というのも、『ウエツフミ』のなかには、「おそらく土偶や埴輪はこういう風に使われたであろう」という記述や、その根本思想である『四元論』を唱えた天皇の逸話まで残されているからです。

 

このことから、「おそらく弥生人たちは、縄文人たちの自然に対するスピリチュアル的な感性をそのまま継承して、それに名前を付けて神様として完成させたのではないか?」という結論に至りました。

 


土偶植物説の要約

まず、冒頭の記事をかいつまんで要約すると・・・・

「土偶は女性をモチーフにした」ものではなく、「植物の精霊をかたどったものである」ということ。

 

具体的には・・・・

ハート形土偶はオニグルミ

中空土偶はシバグリ

椎塚土偶(山形土偶)はハマグリ

みみずく土偶はイタボガキ

星形土偶はオオツタノハ

縄文のビーナスはトチノミ

結髪土偶はイネ

刺突文土偶はヒエ

遮光器土偶はサトイモ

 

さらに詳しくお知りになりたい方は、下記のリンクからどうぞ。

【記事へのリンク】https://jbpress.ismedia.jp/articles/-/65038

 

つまり、縄文人たちが食用にしていた植物や魚介類、そのなかに潜む精霊たちを、彼らの感性でカタチにしたのが、土偶だというのです。

 

自分たちが毎日食べている「食物=Food」に対する感謝や願い、それは「今年も生えてくれてありがとう」であったり「来年はもっと沢山生えてきてね」とか「もっと美味しくなあれ」とかを具体化=具現化するために、せっせと土偶を作って、これを住居や畑のなかに置いて、毎日拝んでいたのでしょうね。

 

いわば、彼らの宗教観である“自然崇拝”を、物質界に落とし込んだ一種の“偶像崇拝”であり、その意味ではまさに“アート”であるということもできます。

 

だとすれば、「火焔型土器」とは、“火の神様”や“風の神様”を具現化させたフィギアであとみることもできます。

 

 

なぜそう断定できるのかというと、『ウエツフミ』のなかには、弥生人たち(正確には弥生時代の日本人たち)の土器や土偶に対する信仰の断片が記録されていたからです。


ウエツフミに残された土器信仰 (1)

ひとつは、初代・ウガヤフキアエズの命の時代(推定:紀元前6~8世紀頃)に授かったたという「風を招く壺」で、当時の正式名称は「ヤモモニのツボ(八百埴の壺)」、または「ミカザツボ(御風壺)」です。

 

この壺は、船で航海する際に、無風状態から脱出するためのおまじないとして使われました。

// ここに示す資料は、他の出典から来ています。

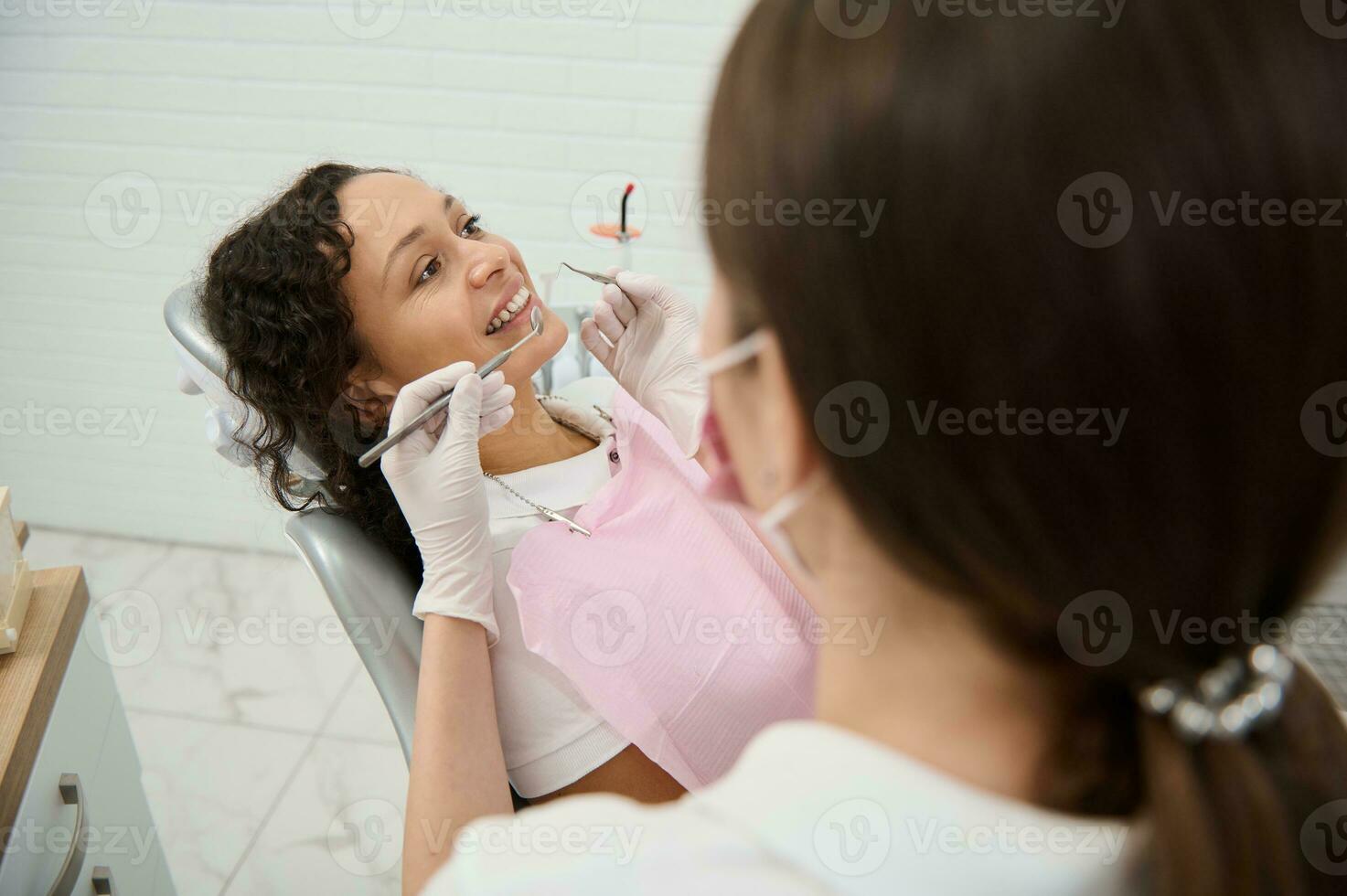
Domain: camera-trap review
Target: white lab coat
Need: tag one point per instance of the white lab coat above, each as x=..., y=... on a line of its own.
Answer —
x=808, y=808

そして、それを伝えたのが風の神様である「シナヅヒコ」であり、白日の国(福岡県)の女に憑依して、「昔から日向の国の住民に伝わっていた伝説の壺を、いまここに再現したので、ウガヤフキアエズの命が国造りの旅へと出航する際のハナムケとせよ」との御託宣でした。

 

具体的には、

◆赤土の壺の2つのコキニケ(意味不明)を開くと南風が発生し

⇒この土は速日の国(熊本県)のカサキに産出する

◆(その?)薄土の壺を開くと南西風が発生し

◆白土の壺の2つのコキニケ(意味不明)を開くと北風が発生し

⇒この土は白日の国(福岡県)の大野のミザカに産出する

◆黄土の壺の2つのコキニケ(意味不明)を開くと西風が発生する

⇒この土は豊日の国(大分県)のカサケに産出する

◆(その?)薄土の壺を開くと西北風が発生し

◆青土の壺の2つのコキニケ(意味不明)を開くと東風が発生し

⇒この土は建日の国(鹿児島県)のナカザに産出する

◆(その?)薄土の壺を開くと東南風が発生する

【原文】http://www.coara.or.jp/~fukura/uetufumidata/uetudata.php?tno=18&sno=11

 

なんだか暗号みたいな複雑な記述ですが、「土器は風を招くおまじないに使われていた」こと、そのためには「 特別な土を使わなければならない」という大原則があったことが分かります。

【関連する過去記事】「土器は呪術に使われた!」

 


ウエツフミに残された土器信仰 (2)

もうひとつは、有名な神武天皇の「カワラケによるおまじない」です。

ナガスネヒコとの戦いで、圧倒的に不利な状況の中、全ての兄弟を失い、自分も病に伏した神武天皇ことヒダカサヌは、不思議なおまじないを始めます。

(推定:紀元後1~2世紀頃)

 

それは、「天の香具山の埴土で杯(ヒラカ)を80枚つくり、これに酒をついで、厳瓮(イズベ)をつくって餅で満たし、8昼7夜のあいだ神々に祈り続ければ、敵を滅ぼす方法が自ずから見つかるだろう。」という、謎の神様からの御託宣でした。

【さらに詳しく】こちらから。

 

この逸話のポイントは3つ。

① 特別な土を採取して来て・・・・どの土でも良いということではない。

② 特別な形状に加工して火で焼いて固める・・・・どんな形でも良いということではない。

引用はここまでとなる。